[<prev] [next>] [<thread-prev] [thread-next>] [day] [month] [year] [list]
Message-ID: <5313c721-9cf1-4ecd-ac23-1eeddabd691f@gmail.com>
Date: Mon, 21 Oct 2024 11:40:14 +0100
From: Usama Arif <usamaarif642@...il.com>
To: Barry Song <21cnbao@...il.com>
Cc: akpm@...ux-foundation.org, linux-mm@...ck.org, hannes@...xchg.org,
david@...hat.com, willy@...radead.org, kanchana.p.sridhar@...el.com,
yosryahmed@...gle.com, nphamcs@...il.com, chengming.zhou@...ux.dev,
ryan.roberts@....com, ying.huang@...el.com, riel@...riel.com,
shakeel.butt@...ux.dev, kernel-team@...a.com, linux-kernel@...r.kernel.org,
linux-doc@...r.kernel.org
Subject: Re: [RFC 0/4] mm: zswap: add support for zswapin of large folios
On 21/10/2024 06:09, Barry Song wrote:
> On Fri, Oct 18, 2024 at 11:50 PM Usama Arif <usamaarif642@...il.com> wrote:
>>
>> After large folio zswapout support added in [1], this patch adds
>> support for zswapin of large folios to bring it on par with zram.

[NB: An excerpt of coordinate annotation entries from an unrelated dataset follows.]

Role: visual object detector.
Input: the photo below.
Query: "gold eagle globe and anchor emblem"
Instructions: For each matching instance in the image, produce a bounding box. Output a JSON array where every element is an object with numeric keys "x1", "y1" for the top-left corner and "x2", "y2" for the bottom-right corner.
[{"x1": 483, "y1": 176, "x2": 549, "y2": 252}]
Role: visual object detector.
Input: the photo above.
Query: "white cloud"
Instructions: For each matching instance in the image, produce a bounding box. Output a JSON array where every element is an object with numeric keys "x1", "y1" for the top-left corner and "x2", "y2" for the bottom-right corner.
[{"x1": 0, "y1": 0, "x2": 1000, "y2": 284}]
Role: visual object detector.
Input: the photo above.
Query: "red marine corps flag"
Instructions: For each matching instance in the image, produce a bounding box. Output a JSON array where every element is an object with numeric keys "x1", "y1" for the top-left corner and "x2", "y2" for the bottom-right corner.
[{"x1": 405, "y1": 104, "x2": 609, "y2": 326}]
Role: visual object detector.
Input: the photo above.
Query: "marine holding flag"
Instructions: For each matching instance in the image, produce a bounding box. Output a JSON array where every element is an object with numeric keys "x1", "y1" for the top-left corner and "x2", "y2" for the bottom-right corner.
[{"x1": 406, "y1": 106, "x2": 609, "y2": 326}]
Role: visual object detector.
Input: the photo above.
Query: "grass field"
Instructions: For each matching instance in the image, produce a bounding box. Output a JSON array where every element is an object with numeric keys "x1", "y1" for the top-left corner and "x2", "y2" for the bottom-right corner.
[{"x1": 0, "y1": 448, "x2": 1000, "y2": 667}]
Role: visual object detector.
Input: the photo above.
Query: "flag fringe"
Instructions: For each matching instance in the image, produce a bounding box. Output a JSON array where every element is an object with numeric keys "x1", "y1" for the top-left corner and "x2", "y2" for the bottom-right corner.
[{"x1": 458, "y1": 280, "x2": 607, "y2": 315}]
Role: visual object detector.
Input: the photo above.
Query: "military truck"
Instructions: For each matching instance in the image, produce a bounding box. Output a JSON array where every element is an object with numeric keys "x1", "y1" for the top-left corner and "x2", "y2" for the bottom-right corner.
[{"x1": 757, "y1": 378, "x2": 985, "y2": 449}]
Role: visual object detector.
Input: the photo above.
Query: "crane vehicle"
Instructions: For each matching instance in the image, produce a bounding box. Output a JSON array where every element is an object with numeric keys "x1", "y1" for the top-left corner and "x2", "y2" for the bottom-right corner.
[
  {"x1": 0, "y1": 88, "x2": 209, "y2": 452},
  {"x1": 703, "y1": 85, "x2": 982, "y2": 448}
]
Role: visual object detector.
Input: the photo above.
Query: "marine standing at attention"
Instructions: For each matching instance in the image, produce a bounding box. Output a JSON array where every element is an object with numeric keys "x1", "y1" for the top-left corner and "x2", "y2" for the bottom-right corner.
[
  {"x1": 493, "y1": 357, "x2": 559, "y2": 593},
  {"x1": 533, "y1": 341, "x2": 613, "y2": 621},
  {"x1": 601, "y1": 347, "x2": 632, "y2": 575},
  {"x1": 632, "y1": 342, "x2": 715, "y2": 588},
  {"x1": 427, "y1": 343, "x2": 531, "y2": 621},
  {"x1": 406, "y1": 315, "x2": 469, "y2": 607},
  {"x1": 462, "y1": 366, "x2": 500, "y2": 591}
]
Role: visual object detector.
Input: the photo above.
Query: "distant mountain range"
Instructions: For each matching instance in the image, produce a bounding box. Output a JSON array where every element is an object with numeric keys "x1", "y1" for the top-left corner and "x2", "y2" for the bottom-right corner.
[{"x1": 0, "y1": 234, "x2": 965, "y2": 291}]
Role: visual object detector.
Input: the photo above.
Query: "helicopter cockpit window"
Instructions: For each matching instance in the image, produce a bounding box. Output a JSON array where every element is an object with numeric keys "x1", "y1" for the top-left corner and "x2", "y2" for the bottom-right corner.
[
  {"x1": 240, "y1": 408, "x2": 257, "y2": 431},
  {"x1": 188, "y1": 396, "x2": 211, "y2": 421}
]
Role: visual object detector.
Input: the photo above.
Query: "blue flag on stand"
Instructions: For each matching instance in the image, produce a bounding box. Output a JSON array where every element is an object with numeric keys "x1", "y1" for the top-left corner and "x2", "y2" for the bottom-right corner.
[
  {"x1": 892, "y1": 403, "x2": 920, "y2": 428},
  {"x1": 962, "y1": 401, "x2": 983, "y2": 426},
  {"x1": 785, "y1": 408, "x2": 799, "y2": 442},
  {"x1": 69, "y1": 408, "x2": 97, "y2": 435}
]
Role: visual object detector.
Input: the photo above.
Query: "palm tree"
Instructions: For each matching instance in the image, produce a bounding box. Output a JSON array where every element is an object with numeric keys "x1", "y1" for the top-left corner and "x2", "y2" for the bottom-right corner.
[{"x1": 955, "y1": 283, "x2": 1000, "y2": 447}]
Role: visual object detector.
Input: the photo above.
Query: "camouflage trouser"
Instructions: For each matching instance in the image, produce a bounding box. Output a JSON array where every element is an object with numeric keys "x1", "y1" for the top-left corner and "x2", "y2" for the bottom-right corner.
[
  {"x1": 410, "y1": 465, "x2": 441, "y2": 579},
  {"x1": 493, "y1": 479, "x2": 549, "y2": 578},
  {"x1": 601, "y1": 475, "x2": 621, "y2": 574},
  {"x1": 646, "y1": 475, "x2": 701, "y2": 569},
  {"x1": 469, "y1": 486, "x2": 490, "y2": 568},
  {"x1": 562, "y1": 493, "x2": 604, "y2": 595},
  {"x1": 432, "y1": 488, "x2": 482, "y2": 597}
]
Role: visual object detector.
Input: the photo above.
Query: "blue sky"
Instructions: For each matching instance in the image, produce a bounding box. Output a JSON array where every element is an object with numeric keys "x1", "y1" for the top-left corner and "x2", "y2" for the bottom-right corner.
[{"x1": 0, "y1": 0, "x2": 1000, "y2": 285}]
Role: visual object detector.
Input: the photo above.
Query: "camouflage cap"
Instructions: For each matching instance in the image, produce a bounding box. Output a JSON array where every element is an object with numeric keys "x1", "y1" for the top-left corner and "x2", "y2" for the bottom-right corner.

>> This series makes sure that the benefits of large folios (fewer
>> page faults, batched PTE and rmap manipulation, reduced lru list,
>> TLB coalescing (for arm64 and amd)) are not lost at swap out when
>> using zswap.
>>
>> It builds on top of [2] which added large folio swapin support for
>> zram and provides the same level of large folio swapin support as
>> zram, i.e. only supporting swap count == 1.
>>
>> Patch 1 skips swapcache for swapping in zswap pages, this should improve
>> no readahead swapin performance [3], and also allows us to build on large
>> folio swapin support added in [2], hence is a prerequisite for patch 3.
>>
>> Patch 3 adds support for large folio zswapin. This patch does not add
>> support for hybrid backends (i.e. folios partly present swap and zswap).
>>
>> The main performance benefit comes from maintaining large folios *after*
>> swapin, large folio performance improvements have been mentioned in previous
>> series posted on it [2],[4], so have not added those. Below is a simple
>> microbenchmark to measure the time needed *for* zswpin of 1G memory (along
>> with memory integrity check).
>>
>> | no mTHP (ms) | 1M mTHP enabled (ms)
>> Base kernel | 1165 | 1163
>> Kernel with mTHP zswpin series | 1203 | 738
>
> Hi Usama,
> Do you know where this minor regression for non-mTHP comes from?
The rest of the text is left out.